Localized effect of building height on street level flows and concentration: water channel modeling

- Indicates paper has been withdrawn from meeting
- Indicates an Award Winner
Thursday, 21 January 2010: 1:45 PM
B308 (GWCC)
Sam Pournazeri, University of California, Riverside, Riverside, CA; and H. Pan, E. Pellereau, and M. Princevac

Presentation PDF (2.4 MB)

Following field measurements of particulate matter in five Southern Californian cities scaled model of downtown Los Angeles was created and tested in a water channel. Of special interest was the influence of tall buildings on the street level flows and concentration. For concentration measurements dye was released through line sources placed in two major arterials. Detailed velocity and concentration field in regions of interest was measured by simultaneous Particle Image Velocimetry/Planar Laser Induced Fluorescence (PIV/PLIF) system. Experiments were repeated with and without tall buildings.

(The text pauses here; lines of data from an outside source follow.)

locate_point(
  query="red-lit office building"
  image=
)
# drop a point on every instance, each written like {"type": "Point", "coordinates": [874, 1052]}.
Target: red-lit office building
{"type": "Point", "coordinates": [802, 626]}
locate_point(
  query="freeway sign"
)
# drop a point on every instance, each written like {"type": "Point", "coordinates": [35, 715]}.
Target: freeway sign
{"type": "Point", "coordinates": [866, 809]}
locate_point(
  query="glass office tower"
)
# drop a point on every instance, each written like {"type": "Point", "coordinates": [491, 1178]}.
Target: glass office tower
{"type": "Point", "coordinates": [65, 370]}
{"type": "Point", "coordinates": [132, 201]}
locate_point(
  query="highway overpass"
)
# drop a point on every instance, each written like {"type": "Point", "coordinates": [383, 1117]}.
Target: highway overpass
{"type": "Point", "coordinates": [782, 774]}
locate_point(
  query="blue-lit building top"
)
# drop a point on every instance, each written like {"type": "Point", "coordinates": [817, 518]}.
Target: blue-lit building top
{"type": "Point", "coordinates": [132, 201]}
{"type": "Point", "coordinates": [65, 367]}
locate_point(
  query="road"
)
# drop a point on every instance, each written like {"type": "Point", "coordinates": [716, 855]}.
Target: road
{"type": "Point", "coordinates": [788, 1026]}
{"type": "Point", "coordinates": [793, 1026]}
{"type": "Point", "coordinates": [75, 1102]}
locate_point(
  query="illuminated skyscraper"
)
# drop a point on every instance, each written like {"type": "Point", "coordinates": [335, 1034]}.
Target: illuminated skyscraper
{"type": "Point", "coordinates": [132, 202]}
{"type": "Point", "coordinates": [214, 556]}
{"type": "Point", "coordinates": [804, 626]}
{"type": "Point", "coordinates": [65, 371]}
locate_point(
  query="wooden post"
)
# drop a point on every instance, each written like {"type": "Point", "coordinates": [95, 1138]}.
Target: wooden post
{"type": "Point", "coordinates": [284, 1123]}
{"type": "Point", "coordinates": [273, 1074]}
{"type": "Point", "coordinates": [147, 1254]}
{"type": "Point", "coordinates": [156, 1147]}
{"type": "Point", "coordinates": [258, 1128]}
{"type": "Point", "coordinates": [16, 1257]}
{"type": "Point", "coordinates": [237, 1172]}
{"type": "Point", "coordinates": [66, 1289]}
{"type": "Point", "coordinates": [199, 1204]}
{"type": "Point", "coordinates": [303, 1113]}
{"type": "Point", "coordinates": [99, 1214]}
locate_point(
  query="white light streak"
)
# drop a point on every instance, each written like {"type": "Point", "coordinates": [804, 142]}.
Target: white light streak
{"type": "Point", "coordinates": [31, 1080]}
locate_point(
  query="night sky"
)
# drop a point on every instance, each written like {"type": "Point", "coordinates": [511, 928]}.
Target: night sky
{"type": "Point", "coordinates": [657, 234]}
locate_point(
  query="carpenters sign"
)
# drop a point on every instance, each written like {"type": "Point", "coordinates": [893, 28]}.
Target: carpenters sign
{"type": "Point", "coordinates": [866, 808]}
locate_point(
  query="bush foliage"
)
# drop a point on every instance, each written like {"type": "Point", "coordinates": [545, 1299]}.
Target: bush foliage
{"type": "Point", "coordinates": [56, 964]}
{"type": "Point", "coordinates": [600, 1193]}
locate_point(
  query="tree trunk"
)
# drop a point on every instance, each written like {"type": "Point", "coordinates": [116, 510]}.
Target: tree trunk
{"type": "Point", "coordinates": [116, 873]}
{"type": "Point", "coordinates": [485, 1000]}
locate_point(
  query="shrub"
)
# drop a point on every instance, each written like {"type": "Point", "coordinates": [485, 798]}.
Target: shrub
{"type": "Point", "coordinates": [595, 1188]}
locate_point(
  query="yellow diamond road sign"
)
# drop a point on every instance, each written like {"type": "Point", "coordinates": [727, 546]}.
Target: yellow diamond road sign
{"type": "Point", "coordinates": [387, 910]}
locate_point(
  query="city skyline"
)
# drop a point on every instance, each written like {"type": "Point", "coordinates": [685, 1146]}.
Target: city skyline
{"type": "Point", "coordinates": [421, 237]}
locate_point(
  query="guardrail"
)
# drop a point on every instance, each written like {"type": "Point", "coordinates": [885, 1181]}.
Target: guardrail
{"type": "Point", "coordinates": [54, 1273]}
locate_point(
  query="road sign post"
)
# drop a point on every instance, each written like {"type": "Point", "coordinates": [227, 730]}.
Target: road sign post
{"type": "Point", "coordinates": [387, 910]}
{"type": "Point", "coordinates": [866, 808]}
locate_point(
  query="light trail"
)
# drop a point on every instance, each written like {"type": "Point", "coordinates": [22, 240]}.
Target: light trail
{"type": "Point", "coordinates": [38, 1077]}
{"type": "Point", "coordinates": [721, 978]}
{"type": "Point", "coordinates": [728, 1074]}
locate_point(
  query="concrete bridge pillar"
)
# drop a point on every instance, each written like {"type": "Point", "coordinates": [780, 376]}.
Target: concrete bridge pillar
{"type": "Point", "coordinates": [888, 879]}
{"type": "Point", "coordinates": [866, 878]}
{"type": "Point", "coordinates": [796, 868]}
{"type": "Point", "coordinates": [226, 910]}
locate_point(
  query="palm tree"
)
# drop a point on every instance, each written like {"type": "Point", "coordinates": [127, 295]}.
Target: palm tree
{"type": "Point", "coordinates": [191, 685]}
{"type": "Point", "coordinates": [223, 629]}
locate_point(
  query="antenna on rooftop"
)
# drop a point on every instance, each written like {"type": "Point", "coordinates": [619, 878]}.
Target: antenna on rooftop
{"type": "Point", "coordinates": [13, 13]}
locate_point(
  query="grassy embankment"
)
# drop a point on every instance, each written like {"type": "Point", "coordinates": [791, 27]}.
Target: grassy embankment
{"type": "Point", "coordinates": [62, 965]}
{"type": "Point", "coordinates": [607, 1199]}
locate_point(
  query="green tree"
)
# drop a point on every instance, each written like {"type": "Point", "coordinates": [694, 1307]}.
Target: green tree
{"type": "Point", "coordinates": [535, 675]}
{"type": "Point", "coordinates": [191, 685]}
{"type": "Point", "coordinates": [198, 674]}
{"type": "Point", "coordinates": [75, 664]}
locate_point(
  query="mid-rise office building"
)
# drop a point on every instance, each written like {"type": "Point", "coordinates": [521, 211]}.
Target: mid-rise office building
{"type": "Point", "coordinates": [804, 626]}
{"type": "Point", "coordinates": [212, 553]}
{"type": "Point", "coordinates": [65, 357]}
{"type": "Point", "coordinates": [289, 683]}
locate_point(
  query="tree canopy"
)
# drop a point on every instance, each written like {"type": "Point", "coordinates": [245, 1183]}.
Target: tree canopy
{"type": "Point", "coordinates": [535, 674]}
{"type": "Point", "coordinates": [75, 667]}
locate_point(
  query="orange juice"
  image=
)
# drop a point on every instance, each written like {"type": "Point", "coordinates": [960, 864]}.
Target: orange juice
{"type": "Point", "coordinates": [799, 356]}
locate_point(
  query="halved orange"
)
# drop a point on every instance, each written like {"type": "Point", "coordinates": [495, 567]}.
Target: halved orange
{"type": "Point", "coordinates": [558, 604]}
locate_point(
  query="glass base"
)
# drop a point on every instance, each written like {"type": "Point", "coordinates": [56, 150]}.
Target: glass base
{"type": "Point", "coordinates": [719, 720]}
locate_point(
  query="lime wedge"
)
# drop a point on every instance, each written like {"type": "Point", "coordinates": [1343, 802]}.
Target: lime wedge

Results show that the presence of tall buildings in street canyons will enhance dispersion of pollutants to surrounding regions and significantly reduce ground level concentration. However, this dispersion enhancement by tall buildings can be overweighed by other factors such as street canyon aspect ratio and buildings height ratio.

Since Los Angeles model downtown is relatively complex and results may present a challenge for interpretation we decided to build a simple, mock downtown, in which all buildings were presented by regular cubes. Height of the middle building was systematically varied. The ground level flow and concentration is very sensitive to height ratio of surrounding buildings. This ratio is determining vortex strength and coupling of vortices which are the dominant dispersion mechanisms inside street canyons. In the case of large height ratios, strong downdraft flow can be observed, enhancing the lee eddy of the shorter upwind building and hence achieving enhanced dispersion of pollutants.

The effect of different incoming flow regimes, surrounding building geometries, and street canyon ratios on ground level concentration will be presented.